1 de fevereiro de 2012

MIT’s Online Threat to the Higher Education Cartel


  
WRITTEN BY BOB ADELMANN   
THURSDAY, 26 JANUARY 2012 15:00
Just before Christmas the Massachusetts Institute of Technology (MIT) announced a small improvement to its 2,100 free online courses: The free online service will now grant, for a modest affordable fee, credentials for those online students who gain mastery of the subject. Instead of calling it MIT 2.0, they named it MITx, and it is likely to challenge and change the higher education paradigm and the cartel that runs it.
Tamar Lewin, writing in the New York Times, said that MIT will allow “anyone anywhere to take MIT courses online free of charge — and for the first time earn official certificates for demonstrating mastery of the subjects taught.” This augments MIT’s decision 10 years ago to offer all of its 2,100 courses online for free, courses that have been accessed by more than 100 million students worldwide since then. The upgrade will now allow those students to participate in online laboratories, self-assessments, and interaction not only with students taking the same class on campus at Cambridge, Massachusetts, but those enrolled online as well.
There is no charge to take the courses online, but to obtain a credential that proves mastery will cost something. Harvard provost Rafael Reif said:
I think for someone to feel they’re earning something, they ought to pay something, but the point is to make it extremely affordable. The most important thing is that it’ll be a certificate that will clearly state that a body sanctioned by M.I.T. says you have gained mastery.
The impact of that credential from MIT will be huge. Richard DeMillo at Georgia Institute of Technology, said this is “a very big deal because the traditional higher education reaction to online programs [in the past] was, yeah, but it’s not a credential. So I think MIT’s offering a credential [is] quite a splash. If I were still in industry and someone came in with an MITx credential, I’d take it.”
The Times noted that MIT would open its MITx software platform to any other university around the world to offer their own courses online for free. And that is going to change the entire paradigm of higher education. Writing for the Chronicle of Higher Education, Kevin Carey saw immediately the threat the MITx program presents to its peers:
Most world-famous universities got that way through a process of exclusion. Their degrees are coveted and valuable precisely because they’re expensive and hard to acquire. If an Ivy League university starts giving degrees away for free, why would anyone clamor to be admitted to any Ivy League university?
The biggest threat is the virtual challenge by MIT to other colleges and universities to use its “open learning platform.” To stay with the traditional classroom and lecture hall model of imparting information is to invite irrelevance and bankruptcy. Anant Agarwal, a leader of MIT’s upgrade, said that “human productivity has gone up dramatically in the past several decades due to the Internet and computing technologies, but amazingly enough the way we do education is not very different from the way we did it a thousand years ago.”

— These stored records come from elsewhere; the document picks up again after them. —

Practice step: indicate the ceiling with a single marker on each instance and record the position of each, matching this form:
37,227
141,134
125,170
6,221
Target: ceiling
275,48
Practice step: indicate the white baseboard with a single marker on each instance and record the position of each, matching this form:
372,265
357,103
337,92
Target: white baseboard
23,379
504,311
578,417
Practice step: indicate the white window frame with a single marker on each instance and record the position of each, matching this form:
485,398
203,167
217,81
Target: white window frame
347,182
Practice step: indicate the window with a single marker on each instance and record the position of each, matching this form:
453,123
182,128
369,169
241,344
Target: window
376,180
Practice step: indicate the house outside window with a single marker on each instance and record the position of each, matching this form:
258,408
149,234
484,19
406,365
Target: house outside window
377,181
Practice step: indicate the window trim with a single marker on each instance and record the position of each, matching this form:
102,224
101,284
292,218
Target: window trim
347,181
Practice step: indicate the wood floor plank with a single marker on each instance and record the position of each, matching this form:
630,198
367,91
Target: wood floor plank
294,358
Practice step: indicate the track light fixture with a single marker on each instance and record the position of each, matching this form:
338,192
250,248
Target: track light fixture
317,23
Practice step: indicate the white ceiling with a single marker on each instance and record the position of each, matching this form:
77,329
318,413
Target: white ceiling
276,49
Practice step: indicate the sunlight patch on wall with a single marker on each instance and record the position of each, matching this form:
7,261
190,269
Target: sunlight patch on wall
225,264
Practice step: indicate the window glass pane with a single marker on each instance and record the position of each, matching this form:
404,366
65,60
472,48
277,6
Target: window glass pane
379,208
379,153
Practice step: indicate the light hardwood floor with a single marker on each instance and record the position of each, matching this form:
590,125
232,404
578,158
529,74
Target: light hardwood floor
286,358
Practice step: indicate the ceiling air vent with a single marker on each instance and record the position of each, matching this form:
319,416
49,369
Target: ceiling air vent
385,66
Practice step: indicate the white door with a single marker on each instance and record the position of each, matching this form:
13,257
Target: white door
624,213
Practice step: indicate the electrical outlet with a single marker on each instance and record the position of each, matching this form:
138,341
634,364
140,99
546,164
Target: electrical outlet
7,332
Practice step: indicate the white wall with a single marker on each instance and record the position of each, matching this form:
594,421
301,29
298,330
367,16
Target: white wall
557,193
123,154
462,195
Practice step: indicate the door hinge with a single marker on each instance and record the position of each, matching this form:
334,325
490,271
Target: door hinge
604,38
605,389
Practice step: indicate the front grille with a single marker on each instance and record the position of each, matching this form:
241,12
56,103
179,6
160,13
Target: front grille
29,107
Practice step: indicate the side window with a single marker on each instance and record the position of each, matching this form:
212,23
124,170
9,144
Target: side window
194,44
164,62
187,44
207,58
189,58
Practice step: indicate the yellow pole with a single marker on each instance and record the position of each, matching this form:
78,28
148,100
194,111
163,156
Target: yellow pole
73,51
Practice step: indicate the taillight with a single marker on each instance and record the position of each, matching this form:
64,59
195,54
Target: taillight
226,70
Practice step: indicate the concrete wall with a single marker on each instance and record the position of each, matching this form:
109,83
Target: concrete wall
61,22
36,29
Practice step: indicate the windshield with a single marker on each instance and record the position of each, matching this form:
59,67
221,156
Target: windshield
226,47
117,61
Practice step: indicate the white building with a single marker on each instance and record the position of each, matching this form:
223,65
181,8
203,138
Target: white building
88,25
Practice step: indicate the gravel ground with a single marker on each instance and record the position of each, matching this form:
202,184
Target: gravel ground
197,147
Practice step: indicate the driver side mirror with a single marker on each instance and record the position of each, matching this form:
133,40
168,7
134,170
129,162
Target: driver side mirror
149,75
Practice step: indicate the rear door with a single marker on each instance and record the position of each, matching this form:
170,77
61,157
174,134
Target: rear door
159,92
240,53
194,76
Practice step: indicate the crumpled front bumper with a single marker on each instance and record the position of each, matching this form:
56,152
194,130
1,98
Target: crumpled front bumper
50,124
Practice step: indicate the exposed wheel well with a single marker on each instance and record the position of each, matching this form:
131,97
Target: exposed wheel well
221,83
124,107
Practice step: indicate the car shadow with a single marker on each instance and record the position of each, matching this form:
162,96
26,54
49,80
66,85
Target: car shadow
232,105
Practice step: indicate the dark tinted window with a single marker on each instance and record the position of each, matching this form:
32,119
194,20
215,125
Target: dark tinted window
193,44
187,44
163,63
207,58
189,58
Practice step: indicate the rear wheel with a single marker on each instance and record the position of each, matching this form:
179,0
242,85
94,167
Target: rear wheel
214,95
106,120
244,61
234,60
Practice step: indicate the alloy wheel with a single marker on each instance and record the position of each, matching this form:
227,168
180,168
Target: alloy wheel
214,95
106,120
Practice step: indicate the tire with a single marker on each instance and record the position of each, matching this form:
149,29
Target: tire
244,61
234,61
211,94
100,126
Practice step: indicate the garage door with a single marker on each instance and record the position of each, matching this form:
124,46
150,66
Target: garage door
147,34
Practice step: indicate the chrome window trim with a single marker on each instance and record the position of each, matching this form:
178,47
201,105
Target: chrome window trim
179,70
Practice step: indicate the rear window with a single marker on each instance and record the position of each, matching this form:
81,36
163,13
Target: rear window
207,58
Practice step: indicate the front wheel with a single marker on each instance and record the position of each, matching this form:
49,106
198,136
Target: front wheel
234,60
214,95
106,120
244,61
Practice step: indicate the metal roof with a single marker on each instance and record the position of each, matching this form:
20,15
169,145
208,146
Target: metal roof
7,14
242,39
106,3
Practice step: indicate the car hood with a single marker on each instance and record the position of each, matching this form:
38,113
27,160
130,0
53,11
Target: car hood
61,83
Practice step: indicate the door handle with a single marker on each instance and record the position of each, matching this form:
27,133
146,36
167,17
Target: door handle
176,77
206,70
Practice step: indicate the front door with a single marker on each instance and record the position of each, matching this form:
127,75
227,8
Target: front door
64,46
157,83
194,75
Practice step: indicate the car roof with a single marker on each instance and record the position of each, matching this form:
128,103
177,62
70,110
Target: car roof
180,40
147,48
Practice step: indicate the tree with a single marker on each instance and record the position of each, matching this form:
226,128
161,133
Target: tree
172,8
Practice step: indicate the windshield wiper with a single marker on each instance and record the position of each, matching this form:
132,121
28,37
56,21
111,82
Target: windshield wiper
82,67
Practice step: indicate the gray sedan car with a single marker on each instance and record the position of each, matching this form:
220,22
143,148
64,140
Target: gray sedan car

And that is the threat: Can colleges and universities mired in the old educational paradigm change fast enough to remain viable? Carey was doubtful:
This sensible and profound instinct sets a new standard for behavior among wealthy, famous universities. Elite colleges all allege to be global institutions, and many are known around the world. But it is simply untenable to claim global leadership in educating a planet of seven billion people when you hoard your educational offerings for a few thousand fortunates living together on a small patch of land.
Professor Gary North was quick to note the challenge MITx presents to the university’s peers. In his members-only newsletter he wrote: “All over the world, bright students will be able to get the best education on earth for the price of an internet connection. They will be able to get certified by MIT for less than the price of a degree at a backwater third world college. This degree will open doors in their nations. It will represent a real education.”
With the MITx upgrade, the higher education paradigm of exclusivity purchased at a price (on-campus students at Harvard pay $60,000 plus a year for the privilege) will disappear. Says North:
The higher education cartel will be in trouble. Any school that does not imitate MIT will be perceived as anti-poor people, anti-third world. The horror! But as schools imitate MIT price competition will take over. Some schools will offer a low-tuition regular degree. That will smash the pricing structure of the cartel.
Any school that holds out and refuses to go online with its entire program will be suspected of having a third-rate program, which probably is the case. Going online will reveal just how poor their programs are. This will lead to greater competition.
The university is the last bastion of liberalism. This will force open the barriers to entry in education. It will bankrupt hundreds of schools.
The president of Harvard, Susan Hockfield, said that the improvement will “create learning opportunities that [will] break barriers to education everywhere.” This is what Michael Hart, an early pioneer of the Internet and founder of the Gutenberg Project, predicted back in 1971 when he discovered the potential power of the internet “to overturn all established power structures.” Higher education’s paradigm of providing expensive pieces of paper only to the elite who can afford them is happily evaporating. What’s ironic is that the overturning is being driven by one of their own.